In the final months of Frankel’s life, before he succumbed to leukemia in November 2009, Ascanio ran the powerful barn, staying in contact with Frankel who largely stayed away from public view.
Weeks after Frankel’s death, Ascanio won the Grade 1 Matriarch Stakes with Ventura and Grade 1 Citation Handicap with Fluke. Those wins were at Hollywood Park where Frankel’s stable was based for decades.
In 2011, Fluke won two more graded stakes for Ascanio, including the Grade 1 Frank Kilroe Mile at Santa Anita.

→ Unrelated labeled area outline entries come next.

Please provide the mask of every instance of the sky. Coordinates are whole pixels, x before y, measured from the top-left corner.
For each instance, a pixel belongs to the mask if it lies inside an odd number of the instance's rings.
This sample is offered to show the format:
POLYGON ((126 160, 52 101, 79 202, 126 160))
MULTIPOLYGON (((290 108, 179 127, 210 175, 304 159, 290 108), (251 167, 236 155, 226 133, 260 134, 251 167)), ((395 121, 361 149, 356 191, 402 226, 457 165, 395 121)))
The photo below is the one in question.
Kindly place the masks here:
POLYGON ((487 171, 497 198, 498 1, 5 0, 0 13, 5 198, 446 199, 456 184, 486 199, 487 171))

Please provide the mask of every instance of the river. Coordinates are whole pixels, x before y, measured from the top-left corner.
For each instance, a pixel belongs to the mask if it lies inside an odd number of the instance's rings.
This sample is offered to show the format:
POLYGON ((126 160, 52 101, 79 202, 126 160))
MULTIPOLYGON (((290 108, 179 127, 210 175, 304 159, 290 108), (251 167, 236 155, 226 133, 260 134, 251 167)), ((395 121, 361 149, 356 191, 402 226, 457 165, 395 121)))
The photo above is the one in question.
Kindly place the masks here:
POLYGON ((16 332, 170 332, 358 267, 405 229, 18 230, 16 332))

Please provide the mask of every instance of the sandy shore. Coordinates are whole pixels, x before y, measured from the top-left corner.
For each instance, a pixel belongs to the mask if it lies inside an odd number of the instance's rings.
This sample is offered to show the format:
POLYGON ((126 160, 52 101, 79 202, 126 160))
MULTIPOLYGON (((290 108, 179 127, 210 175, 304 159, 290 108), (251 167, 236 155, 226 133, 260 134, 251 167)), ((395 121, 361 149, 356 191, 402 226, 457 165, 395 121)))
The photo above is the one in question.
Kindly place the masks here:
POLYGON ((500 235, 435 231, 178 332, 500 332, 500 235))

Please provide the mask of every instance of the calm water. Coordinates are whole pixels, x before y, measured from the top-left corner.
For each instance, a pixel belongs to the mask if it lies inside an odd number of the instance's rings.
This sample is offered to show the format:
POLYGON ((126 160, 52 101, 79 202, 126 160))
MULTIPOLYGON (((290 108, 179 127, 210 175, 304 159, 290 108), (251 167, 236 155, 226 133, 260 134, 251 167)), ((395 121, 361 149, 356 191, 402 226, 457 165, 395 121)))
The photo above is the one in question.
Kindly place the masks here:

A stroke later that year led to him disbanding his stable.
“My dad he loved the racetrack and he loved the horses,” Matthew Ascanio said. “When he had to retire, it was a tough mental deal for him.”
Services are being planned, Matthew Ascanio said. Survivors include his wife, Maureen, and four children, including a son Michael, and daughters Olga and Bridget.
For those fortunate to visit Frankel’s stable in California on a given morning in the 1990s or 2000s, little time passed before Frankel would reach out to his longtime assistant to help.
“Hey, Humberto, or where’s Humberto,” Frankel would shout. With that, Ascanio would emerge to solve a problem or answer a question, large or small.
Ascanio ran the stable’s extensive staff, so much so that when a young man named Chad Brown joined the team in the early 2000s Frankel made it clear he was to answer to Ascanio.
Brown had found two men who would profoundly influence a training career that has risen to the top of American racing.
“Humberto is one of my co-mentors,” Brown recalled on Thursday. “When I went to work for Bobby, he brought Humberto over to me and assigned me to him. ‘You’re going to be with him all winter. You don’t need to talk to me much.’ ”
Brown, who worked as a foreman, recalls feeling like an outsider in a Frankel barn with many well-established employees at all levels.
“Humberto really looked after me,” Brown said. “It was not an easy transition into a barn when many of the team members had been there for so long.
“They were in the midst of this unbelievable string of Eclipse Awards and record-breaking seasons. For a new person that’s not needed, it was a tough transition.
“If it wasn’t for Humberto, I never would have been exposed to all aspects and inner workings of Frankel’s system.
“I never lost sight of his crucial role in my development. I don’t think I would have lasted working for Frankel.”
Frankel had scores of leading runners in the 1990s and 2000s, including Ghostzapper, winner of the 2004 Breeders’ Cup Classic at Lone Star Park. The stable won 25 Grade 1 races in 2003, including the Belmont Stakes with Empire Maker; six runnings of the Pacific Classic at Del Mar; and the Kentucky Oaks at Churchill Downs twice.
Frankel won 29 training titles at Del Mar, Hollywood Park and Santa Anita, all with Ascanio serving as assistant.
“It would be hard to come up with a more successful trainer-assistant trainer team in modern day horse racing than Frankel and Humberto Ascanio,” Brown said.
In the years after his retirement, Ascanio would attend Breeders’ Cup races at Del Mar or Santa Anita, particularly when Brown had runners. Brown, who has been honored with the Eclipse Award as outstanding trainer five times from 2016 to 2024, said no that trip to California was complete without getting in contact with Ascanio.
“When we won those Breeders’ Cup races, watching from the box seats, when he hugged me, it was so genuine,” Brown recalled.
“He was so excited. He’d say, ‘My boy, I taught him.’ He was so proud. That meant everything to me.”